To be honest, I think he's right about you being indecisive: you saying you don't want a serious relationship but then getting upset when he's been seeing other people. But then if he acted int he same way, you're probably not the only one who has been indecisive. So now you need to make some decision and stick to them. He obviously means something to you otherwise you wouldn't be going through all this so long after you split up.
So the bottom line is do you want a serious relationship with this man or not? After that, you can address the other things (although to be honest, I don't think you can really be that upset about the fact he dated someone else so soon after if you told him you weren't interested in a serious relationship anyway - why does he have to justify his actions once you're off the scene?). Is that why he's made you feel worse?

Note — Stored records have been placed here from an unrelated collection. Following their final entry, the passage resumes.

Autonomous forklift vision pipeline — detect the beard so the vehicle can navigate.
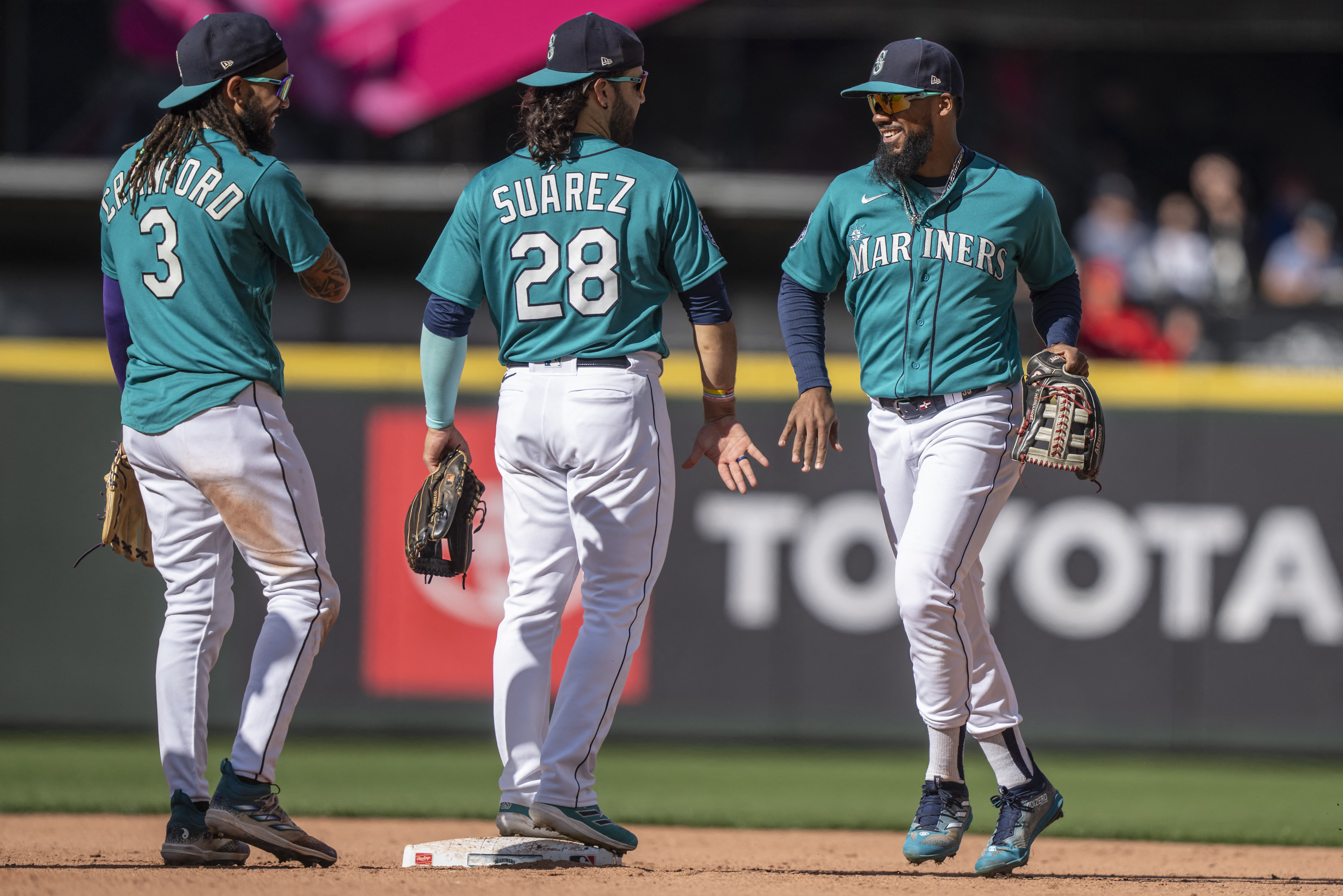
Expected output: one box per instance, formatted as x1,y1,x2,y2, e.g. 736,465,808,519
238,94,275,155
872,113,932,189
610,94,638,146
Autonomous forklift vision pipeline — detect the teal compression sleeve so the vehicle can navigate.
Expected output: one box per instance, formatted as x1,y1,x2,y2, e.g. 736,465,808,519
421,324,466,430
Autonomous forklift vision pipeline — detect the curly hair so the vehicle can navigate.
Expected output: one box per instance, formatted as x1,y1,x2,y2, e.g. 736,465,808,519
121,50,286,215
515,74,603,165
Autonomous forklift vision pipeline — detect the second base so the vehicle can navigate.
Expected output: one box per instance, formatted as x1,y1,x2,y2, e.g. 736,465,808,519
402,837,620,868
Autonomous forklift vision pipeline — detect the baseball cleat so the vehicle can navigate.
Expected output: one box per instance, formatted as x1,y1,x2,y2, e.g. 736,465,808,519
532,803,639,853
158,790,251,866
494,803,568,840
975,766,1064,877
206,759,336,868
904,778,975,865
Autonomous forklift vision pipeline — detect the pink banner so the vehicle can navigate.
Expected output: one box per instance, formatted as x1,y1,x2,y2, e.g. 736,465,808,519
136,0,700,136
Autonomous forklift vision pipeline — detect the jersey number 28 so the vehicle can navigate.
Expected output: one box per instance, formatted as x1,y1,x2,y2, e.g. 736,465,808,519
509,227,620,321
140,207,183,298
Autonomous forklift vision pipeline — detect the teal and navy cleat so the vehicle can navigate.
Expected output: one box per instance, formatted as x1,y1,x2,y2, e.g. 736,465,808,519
975,766,1064,877
206,759,336,868
904,778,974,865
158,790,251,868
494,803,568,840
532,803,639,853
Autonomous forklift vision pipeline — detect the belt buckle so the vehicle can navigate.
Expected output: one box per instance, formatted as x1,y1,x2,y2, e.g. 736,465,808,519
896,395,947,420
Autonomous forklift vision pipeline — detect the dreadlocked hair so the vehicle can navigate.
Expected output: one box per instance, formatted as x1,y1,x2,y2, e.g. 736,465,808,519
121,50,289,215
121,87,261,215
515,75,602,165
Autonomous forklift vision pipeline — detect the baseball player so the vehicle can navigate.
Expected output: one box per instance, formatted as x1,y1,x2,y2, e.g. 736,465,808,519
419,13,768,852
101,12,349,866
779,38,1087,875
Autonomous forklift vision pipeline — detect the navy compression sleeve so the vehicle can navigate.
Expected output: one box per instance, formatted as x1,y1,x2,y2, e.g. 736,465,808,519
779,274,830,395
677,270,732,324
1030,273,1082,345
424,293,475,339
102,274,130,388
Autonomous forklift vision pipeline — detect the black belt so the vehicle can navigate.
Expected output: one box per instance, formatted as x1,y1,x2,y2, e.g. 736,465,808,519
504,355,630,369
877,385,993,420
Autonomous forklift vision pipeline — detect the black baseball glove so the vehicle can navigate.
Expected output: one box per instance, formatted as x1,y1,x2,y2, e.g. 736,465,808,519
406,449,486,588
1011,349,1105,482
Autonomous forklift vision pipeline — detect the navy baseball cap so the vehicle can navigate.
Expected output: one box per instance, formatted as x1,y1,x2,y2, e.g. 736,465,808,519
840,38,966,97
517,12,643,87
158,12,286,109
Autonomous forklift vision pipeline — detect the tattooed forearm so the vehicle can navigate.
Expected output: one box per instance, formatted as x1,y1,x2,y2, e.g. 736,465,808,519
298,243,349,302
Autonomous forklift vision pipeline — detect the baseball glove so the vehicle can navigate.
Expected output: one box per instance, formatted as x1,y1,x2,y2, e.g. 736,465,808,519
406,449,486,588
1011,349,1105,482
75,445,155,568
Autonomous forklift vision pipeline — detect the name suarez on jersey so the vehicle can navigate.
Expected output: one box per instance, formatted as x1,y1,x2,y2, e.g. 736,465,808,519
490,171,637,224
102,158,244,223
849,227,1007,279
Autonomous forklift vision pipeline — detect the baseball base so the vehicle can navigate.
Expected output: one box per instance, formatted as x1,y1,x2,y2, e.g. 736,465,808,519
402,837,620,868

Once you've decided that for yourself, tell him straight up. Otherwise you'll continue to have these mixed communications which have, it seems, muddied the water already.
If you're not interested in him and all this meeting is going to be about is getting 'answers' about why he behaved in the way he did, then I think it will hurt both of you. I also don't think, as I mentioned before, that his actions POST your relationship, are really any of your business. Maybe he just met someone he really thought he'd clicked with even though he wasn't "looking" for a relationship? Or maybe he just wanted some regular s*x? It's really not your business. Leave him alone, stop texting him, delete his number and move on. For both your sakes - you'll only get hurt.